Researchers studying meteorites which have reached the Earth’s surface from Mars have surveyed the water content of the Martian rocks, and concluded that the surface of Mars likely has more water than was previously estimated.
On Mars, this water is largely not found on the surface, as it is on Earth, but is locked up in the rocks beneath the ground. Mars is the fourth planet from the Sun in the solar sytem, and orbits between the Earth and far distant Jupiter.
The study was performed by Francis McCubbin, of the University of New Mexico, and Erik Hauri of the Carnegie Institution. The researchers analyzed the water content of a particular kind of meteorite, called shergottite. These meteors are believed to have been blasted from the surface of Mars in the ancient past when the planet was struck by a large impact. The debris from that impact was ejected into space and eventually found its way to the surface of the Earth.
“It’s been puzzling why previous estimates for the planet’s interior have been so dry,” co-author Erik Hauri, of the Carnegie Institution of Washington, said in a statement. “This new research makes sense and suggests that volcanoes may have been the primary vehicle for getting water to the surface.”
The Martian meteorites are believed to have formed in the planet’s mantle, the layer of the planet just under the crust. By analyzing the chemical content of the rocks, geologists can deduce the processes that formed them, and gain knowledge about Mars’ geological past. From their analysis, the team concluded that the mantle from which the meteorites was derived contained between 70 and 300 parts per million of water. The upper mantle of Earth, in comparison, contains 50 to 300 ppm of water.
The new findings, Mr. Hauri added, suggest that volcanoes may have been the primary vehicle for getting water to the Martian surface.
Moreover, the researchers are also able to measure the water content of the rocks, revealing a sample of just how wet the planet’s interior might be.
Using a technique called secondary ion mass spectrometry, the researchers estimated that the mantle material from which the rocks were blasted contained between 70 and 300 parts per million of water, which is very close to the Earth’s own content of 50 to 300 million parts per million of water. This measurement shows that, despite its dry surface, Mars’ interior appears to have a similar water content to the Earth.
Despite this watery interior, Mars has lost most of its surface water over time due to the planet’s thin atmosphere.

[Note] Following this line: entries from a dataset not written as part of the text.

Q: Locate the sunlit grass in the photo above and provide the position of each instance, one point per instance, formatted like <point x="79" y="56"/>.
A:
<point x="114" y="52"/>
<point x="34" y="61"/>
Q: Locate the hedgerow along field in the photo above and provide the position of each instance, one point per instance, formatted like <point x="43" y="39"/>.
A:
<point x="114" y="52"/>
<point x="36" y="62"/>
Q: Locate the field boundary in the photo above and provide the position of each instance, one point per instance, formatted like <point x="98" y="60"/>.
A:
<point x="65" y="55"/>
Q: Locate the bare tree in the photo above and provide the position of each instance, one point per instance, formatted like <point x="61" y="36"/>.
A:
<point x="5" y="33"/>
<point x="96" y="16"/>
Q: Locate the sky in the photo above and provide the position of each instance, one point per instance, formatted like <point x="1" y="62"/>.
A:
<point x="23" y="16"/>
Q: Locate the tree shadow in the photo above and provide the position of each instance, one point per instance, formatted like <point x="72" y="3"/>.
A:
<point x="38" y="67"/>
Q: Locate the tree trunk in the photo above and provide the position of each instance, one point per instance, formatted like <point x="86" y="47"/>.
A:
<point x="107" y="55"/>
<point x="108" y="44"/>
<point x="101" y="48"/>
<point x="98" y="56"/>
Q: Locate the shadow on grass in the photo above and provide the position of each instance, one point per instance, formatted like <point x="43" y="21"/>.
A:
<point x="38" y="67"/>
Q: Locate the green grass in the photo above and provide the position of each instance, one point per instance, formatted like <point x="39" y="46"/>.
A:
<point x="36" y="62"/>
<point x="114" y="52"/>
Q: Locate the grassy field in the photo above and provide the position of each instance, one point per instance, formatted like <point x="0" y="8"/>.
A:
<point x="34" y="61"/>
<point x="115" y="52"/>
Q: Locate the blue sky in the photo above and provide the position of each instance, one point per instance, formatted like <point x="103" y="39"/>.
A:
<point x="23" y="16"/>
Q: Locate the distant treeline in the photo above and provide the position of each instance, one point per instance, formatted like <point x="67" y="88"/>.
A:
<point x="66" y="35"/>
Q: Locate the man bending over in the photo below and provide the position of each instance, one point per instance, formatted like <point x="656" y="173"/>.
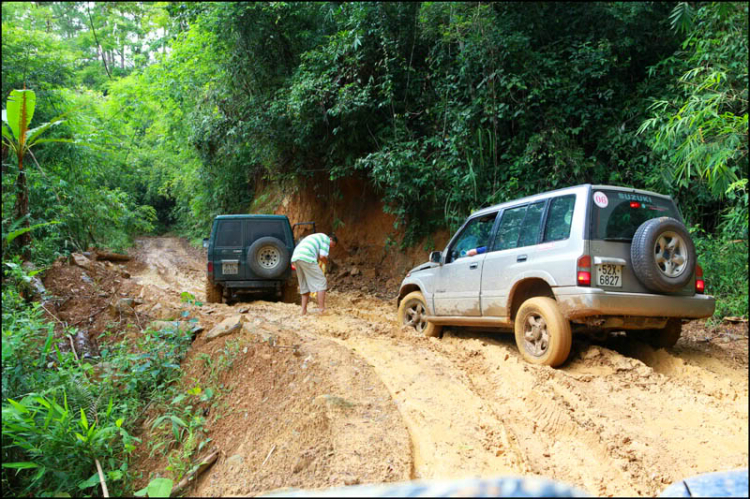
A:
<point x="311" y="250"/>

Frozen water can be found on the planet’s surface, however, in its polar ice caps and in permafrost layers just below the surface.
Mr. McCubbin claims that these results reveal a picture of the formation of planets, “Not only does this study explain how Mars got its water, it provides a mechanism for hydrogen storage in all the terrestrial planets at the time of their formation.”
The study comes just two months before NASA is slated to land on the Red Planet. The U.S. space agency earlier this year launched its most ambitious mission to Mars, launching a massive rover capable of searching for signs of life. Curiosity is scheduled to land at approximately 10:31 p.m. PDT Aug. 5 (1:31 a.m. EDT, Aug. 6). Following checkout operations, Curiosity will begin a two-year study of whether the landing vicinity ever offered an environment favorable for microbial life.
The work was funded by NASA, the New Mexico Space Grant Consortium, and the Carnegie Institution.